Yes, controllers would be affected, but there are various ways to go
about it.  Some could be simple to implement (looking at
pxa2xx_mmci.c).  First of all the SD specification pretty much assumes
the storage medium is flash and data is available immediately after
it is requested.  The host drives the clock and there's a fixed number
of cycles that pass between a command and the response.  There's a
mechanism for the card to indicate it is busy programming after data
is written, but it doesn't apply to some types of writes.

However the number of cycles between command and response can be
different between card manufacturers, so it looks like the card can
pull either the CMD and the DAT line high before starting to send the
command response or the data.  In qemu you could either make the data
transfers async, or the response transfers async, there's no need to
do both.

If the image is on a network filesystem then there could be problems
caused by the synchronous IO.  Anything else, I'd guess that the
caches, readahead and what not make sync IO the same or unnoticeably
faster overall.  pxa2xx_mmci.c would be easy to convert to async, but
some host controllers that are more software than hardware might
theoretically give up if the card doesn't respond in N cycles.

Cheers



[Qemu-devel] SD card subsystem synchronous I/O

2012-04-18 Thread Stefan Hajnoczi
Recently there have been new SD card emulation patches so I want to
raise the issue of synchronous I/O while there is focus on the SD
subsystem.  Maybe some of the people who are improving the SD
subsystem will be able to help.

sd_blk_read() and sd_blk_write() use the synchronous block I/O
functions to read/write data on behalf of the guest.  Device emulation
runs in the vcpu thread with the QEMU global mutex held, and therefore
both the guest vcpu and QEMU's own monitor and VNC server are
unresponsive while bdrv_read()/bdrv_write() is blocked.

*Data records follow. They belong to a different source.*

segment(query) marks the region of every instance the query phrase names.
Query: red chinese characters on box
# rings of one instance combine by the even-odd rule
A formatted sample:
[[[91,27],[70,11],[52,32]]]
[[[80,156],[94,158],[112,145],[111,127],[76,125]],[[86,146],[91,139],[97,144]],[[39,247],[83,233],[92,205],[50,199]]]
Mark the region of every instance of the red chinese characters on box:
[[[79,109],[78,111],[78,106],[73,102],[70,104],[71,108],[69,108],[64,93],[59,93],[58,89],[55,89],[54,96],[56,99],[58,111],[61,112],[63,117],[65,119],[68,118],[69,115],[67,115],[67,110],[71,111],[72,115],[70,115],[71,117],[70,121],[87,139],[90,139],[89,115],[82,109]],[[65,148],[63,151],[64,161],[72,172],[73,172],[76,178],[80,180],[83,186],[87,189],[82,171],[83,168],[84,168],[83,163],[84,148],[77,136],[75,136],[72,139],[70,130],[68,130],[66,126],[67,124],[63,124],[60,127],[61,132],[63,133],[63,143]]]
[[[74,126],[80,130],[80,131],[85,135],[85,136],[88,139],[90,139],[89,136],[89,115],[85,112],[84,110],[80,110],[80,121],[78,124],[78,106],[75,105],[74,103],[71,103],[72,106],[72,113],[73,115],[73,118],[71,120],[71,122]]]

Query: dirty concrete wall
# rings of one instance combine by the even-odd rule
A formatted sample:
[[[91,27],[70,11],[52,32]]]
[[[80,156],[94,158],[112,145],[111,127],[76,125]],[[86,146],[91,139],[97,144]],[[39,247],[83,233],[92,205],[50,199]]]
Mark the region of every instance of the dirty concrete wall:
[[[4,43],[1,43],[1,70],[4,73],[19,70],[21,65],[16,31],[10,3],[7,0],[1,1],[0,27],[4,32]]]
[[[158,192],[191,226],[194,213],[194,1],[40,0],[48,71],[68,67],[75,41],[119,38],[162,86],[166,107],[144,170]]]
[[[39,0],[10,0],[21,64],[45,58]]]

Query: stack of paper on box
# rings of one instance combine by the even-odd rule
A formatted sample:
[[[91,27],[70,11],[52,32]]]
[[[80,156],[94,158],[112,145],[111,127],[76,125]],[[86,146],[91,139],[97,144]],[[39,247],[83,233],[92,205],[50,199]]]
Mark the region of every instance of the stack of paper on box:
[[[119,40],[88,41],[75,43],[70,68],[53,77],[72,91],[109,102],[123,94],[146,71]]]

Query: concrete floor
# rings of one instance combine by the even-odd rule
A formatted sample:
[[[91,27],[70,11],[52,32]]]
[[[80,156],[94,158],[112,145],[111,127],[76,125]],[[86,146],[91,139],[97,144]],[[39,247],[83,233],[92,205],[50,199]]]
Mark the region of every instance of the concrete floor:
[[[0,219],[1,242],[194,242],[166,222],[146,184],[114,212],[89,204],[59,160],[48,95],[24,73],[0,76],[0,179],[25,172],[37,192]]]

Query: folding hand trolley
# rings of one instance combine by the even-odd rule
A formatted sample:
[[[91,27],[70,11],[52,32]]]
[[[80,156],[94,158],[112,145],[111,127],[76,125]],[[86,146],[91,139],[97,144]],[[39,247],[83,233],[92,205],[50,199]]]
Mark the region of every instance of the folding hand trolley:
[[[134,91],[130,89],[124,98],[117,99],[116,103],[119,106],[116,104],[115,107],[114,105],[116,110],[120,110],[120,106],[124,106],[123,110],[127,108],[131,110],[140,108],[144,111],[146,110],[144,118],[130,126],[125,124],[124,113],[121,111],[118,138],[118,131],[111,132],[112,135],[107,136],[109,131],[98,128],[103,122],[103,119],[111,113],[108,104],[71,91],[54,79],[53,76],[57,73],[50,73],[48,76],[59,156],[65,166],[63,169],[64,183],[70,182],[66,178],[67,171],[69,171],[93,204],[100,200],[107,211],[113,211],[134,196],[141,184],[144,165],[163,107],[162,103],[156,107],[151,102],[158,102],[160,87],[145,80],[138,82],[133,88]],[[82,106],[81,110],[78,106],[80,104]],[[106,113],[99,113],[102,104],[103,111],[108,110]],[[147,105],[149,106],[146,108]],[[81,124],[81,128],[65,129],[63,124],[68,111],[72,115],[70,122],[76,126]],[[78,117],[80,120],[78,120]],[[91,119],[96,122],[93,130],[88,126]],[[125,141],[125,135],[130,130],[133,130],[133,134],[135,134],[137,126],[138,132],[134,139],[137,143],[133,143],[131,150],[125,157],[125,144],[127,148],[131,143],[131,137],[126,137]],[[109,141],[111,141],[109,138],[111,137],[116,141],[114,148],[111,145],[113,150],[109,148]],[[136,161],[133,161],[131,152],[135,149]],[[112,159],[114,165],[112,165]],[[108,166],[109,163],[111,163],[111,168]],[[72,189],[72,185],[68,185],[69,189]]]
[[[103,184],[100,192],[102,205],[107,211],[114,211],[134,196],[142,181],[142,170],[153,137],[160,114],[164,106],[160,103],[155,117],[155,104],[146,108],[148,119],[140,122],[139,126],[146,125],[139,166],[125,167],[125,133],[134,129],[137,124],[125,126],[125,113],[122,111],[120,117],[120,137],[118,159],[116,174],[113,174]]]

This makes bdrv_read()/bdrv_write() in device emulation code a
performance problem - the guest becomes unresponsive and laggy under
heavy I/O.  In extreme cases, like image files on NFS with a network
connectivity issue, it can affect the reliability of QEMU as a whole
because the monitor and VNC are unavailable until the I/O operation
completes.

Device emulation should use the bdrv_aio_readv()/bdrv_aio_writev()
functions so that control can return to the guest.  When the I/O
operation completes a callback function is invoked and the device
emulation can signal completion to the guest - usually by setting bits
in hardware registers and raising an interrupt.  The result is good
responsiveness and the monitor/VNC remain available even under heavy
I/O.

The challenge is how to convert hw/sd.c and possibly update emulated
SD controllers.  We need to stop assuming that a read/write operation
can be performed instantly and need to use a
bdrv_aio_readv()/bdrv_aio_writev() callback function to complete the
I/O.

Since I am not familiar with the SD specification or the hw/sd.c code
very well I want to check:

* Is anyone willing to convert the SD subsystem?

* Will it be possible to convert just hw/sd.c without affecting
emulated SD controllers?
  * If we're going to need to fix all controllers in addition to
hw/sd.c, then adding more controllers grows the problem.

Stefan